Un certain rythme est nécessaire pour maintenir ce niveau de production. Le travail sur une nouvelle production commence environ 18 mois à l'avance, avec une écoute intensive de la musique de l'opéra. Ensuite, il faut réaliser des dessins et des maquettes, après quoi il y a une période d'inactivité importante pendant laquelle il travaille sur d'autres productions. Ensuite, environ deux ou trois mois avant la première, il y a une intense période de répétitions. À l'heure où nous parlons, Laurent Pelly est à Madrid, à mi-chemin des répétitions d'Il turco in Italia de Rossini au Teatro Real.
Cette première période d'écoute est cruciale. « Tout commence avec la musique, explique Pelly. Le travail de mise en scène, c'est d'abord mettre la musique dans le corps des chanteurs, mais aussi dans le corps des personnages. » Bien qu'il dise ne pas être musicien, il a joué du hautbois et chanté dans des chœurs jusqu'à l'adolescence, où il s'est tourné vers son obsession pour le théâtre. Plus tard, lorsqu'il a commencé à mettre en scène des opéras, il a pris des cours de chant car « cela [l']intéressait de respirer comme un chanteur ». Il sait lire une partition, même s'il ne déchiffre pas avec aisance.
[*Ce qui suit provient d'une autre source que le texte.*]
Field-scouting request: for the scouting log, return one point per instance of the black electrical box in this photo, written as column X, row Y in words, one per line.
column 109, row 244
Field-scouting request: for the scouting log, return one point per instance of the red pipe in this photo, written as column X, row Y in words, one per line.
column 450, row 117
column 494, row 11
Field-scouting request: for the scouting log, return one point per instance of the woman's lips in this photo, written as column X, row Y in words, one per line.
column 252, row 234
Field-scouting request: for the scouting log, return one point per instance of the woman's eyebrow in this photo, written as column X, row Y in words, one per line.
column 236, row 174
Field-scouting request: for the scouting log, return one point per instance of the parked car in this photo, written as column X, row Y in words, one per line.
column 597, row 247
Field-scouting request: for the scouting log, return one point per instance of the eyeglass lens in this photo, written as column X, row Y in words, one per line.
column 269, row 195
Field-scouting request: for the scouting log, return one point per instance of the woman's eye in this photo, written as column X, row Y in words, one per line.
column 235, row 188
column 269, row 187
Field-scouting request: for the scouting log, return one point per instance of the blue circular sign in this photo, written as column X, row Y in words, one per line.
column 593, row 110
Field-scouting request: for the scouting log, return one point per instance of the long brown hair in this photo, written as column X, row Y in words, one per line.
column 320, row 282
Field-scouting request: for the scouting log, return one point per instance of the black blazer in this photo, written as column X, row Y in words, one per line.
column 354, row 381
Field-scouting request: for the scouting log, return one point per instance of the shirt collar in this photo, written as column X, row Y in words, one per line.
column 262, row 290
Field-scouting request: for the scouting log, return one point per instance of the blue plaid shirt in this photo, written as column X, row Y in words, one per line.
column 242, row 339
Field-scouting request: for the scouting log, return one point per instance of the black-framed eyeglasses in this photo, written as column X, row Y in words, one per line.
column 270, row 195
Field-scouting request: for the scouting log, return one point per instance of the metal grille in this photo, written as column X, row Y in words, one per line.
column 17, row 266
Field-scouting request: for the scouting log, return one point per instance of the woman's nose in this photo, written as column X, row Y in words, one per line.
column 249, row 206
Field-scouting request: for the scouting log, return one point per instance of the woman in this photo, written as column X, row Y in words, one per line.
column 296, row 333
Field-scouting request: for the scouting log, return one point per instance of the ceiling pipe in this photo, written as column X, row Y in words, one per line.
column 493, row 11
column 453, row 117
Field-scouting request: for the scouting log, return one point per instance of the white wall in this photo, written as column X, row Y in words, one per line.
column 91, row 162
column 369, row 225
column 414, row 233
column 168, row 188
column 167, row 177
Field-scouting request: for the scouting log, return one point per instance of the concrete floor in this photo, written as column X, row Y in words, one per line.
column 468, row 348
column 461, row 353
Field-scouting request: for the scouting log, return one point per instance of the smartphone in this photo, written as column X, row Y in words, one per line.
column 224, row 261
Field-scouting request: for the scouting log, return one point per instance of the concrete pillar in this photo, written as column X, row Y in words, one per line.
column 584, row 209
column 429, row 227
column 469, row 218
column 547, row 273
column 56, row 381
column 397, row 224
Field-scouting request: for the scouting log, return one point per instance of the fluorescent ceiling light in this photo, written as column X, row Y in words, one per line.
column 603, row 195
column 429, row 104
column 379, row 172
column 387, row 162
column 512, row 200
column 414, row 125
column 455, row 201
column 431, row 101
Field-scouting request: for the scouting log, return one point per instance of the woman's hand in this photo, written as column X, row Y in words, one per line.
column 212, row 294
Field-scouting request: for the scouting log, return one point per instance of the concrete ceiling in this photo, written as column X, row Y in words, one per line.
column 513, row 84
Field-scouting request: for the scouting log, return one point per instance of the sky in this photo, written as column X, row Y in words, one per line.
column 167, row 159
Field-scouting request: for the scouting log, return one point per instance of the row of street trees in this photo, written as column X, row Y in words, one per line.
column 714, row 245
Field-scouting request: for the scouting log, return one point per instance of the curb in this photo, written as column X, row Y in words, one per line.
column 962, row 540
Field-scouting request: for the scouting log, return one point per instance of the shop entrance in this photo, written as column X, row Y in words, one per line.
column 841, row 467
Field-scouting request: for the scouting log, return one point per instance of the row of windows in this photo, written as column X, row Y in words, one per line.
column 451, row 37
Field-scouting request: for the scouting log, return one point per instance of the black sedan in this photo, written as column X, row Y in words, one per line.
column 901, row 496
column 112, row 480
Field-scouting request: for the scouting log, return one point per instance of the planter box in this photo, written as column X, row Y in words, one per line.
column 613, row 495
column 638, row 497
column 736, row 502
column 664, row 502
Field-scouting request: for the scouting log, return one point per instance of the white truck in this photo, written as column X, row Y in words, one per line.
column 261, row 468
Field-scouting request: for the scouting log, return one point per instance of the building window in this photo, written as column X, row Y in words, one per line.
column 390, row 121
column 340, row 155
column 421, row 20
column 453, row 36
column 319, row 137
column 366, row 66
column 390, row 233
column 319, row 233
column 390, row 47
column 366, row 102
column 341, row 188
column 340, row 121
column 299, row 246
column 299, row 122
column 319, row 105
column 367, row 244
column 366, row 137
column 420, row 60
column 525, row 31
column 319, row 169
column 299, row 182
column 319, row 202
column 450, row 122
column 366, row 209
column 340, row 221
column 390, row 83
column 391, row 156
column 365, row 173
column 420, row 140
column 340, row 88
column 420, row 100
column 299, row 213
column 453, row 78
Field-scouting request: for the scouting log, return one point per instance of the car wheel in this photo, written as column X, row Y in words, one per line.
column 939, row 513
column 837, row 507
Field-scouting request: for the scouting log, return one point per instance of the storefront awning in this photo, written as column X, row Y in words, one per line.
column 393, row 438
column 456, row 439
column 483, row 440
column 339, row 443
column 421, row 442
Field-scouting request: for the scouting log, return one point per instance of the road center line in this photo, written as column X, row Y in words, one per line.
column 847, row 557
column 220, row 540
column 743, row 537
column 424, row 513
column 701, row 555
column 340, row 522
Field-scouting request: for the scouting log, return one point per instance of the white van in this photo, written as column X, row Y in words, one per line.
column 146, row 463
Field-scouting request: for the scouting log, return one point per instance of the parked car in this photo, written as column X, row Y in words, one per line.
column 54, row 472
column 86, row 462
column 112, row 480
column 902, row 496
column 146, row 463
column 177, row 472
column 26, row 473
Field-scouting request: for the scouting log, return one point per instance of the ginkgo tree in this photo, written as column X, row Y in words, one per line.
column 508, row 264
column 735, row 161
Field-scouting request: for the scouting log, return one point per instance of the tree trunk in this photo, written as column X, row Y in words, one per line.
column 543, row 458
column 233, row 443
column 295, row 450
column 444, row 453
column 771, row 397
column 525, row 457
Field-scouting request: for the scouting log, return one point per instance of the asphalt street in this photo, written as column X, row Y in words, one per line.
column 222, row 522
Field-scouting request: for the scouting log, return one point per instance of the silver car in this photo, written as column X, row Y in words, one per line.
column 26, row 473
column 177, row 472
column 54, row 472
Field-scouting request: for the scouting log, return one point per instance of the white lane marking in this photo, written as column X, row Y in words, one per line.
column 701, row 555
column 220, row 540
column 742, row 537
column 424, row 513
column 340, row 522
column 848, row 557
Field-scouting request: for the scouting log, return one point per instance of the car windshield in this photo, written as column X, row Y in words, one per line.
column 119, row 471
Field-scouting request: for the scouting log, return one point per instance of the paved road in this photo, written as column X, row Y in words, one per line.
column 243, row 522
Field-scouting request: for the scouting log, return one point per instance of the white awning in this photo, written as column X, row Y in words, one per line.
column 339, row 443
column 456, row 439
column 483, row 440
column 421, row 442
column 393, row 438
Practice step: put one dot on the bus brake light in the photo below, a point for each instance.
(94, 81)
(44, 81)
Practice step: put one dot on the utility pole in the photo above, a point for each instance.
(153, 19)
De l'extérieur, ses productions semblent appartenir à deux catégories stylistiques. Ses comédies sont pleines de couleurs, d'accessoires et de décors détaillés : les lyricomanes du monde entier auront vu les meules de foin dans son très populaire Élixir d’amour ou la carte géante de l'Europe dans La Fille du régiment. Pour les œuvres tragiques, en revanche, comme le récent Eugène Onéguine à La Monnaie, ses productions sont raffinées et minimalistes : la scène est une toile vierge sur laquelle les chanteurs peignent les émotions de leurs personnages avec leurs voix et leurs corps, et non avec des accessoires.
Mais pour Pelly, la distinction importante n'est pas la nature tragique ou comique des œuvres, mais leur force dramatique intrinsèque. « Il y a deux types d'ouvrages. Il y a les ouvrages anciens qui nécessitent une nouvelle lecture pour presque "dépoussiérer" l'œuvre, la rendre accessible à un public d'aujourd'hui. Et il y a les chefs-d'œuvre qui n'ont pas besoin d'une relecture parce que l'œuvre se suffit à elle-même : ce sont des œuvres qui ne nécessitent pas de "décoration". Onéguine, c'est l’adaptation d'un chef-d'œuvre littéraire absolu, c'est un chef-d'œuvre musical avec une tension dramatique très, très forte. Il fallait donc tout enlever, réussir à vraiment faire quelque chose de très pur. Je déteste imposer un concept, faire entrer à coups de marteau un concept dans une œuvre. Je me considère toujours, toujours, toujours au service de l'œuvre en premier lieu. C'est fondamental ! »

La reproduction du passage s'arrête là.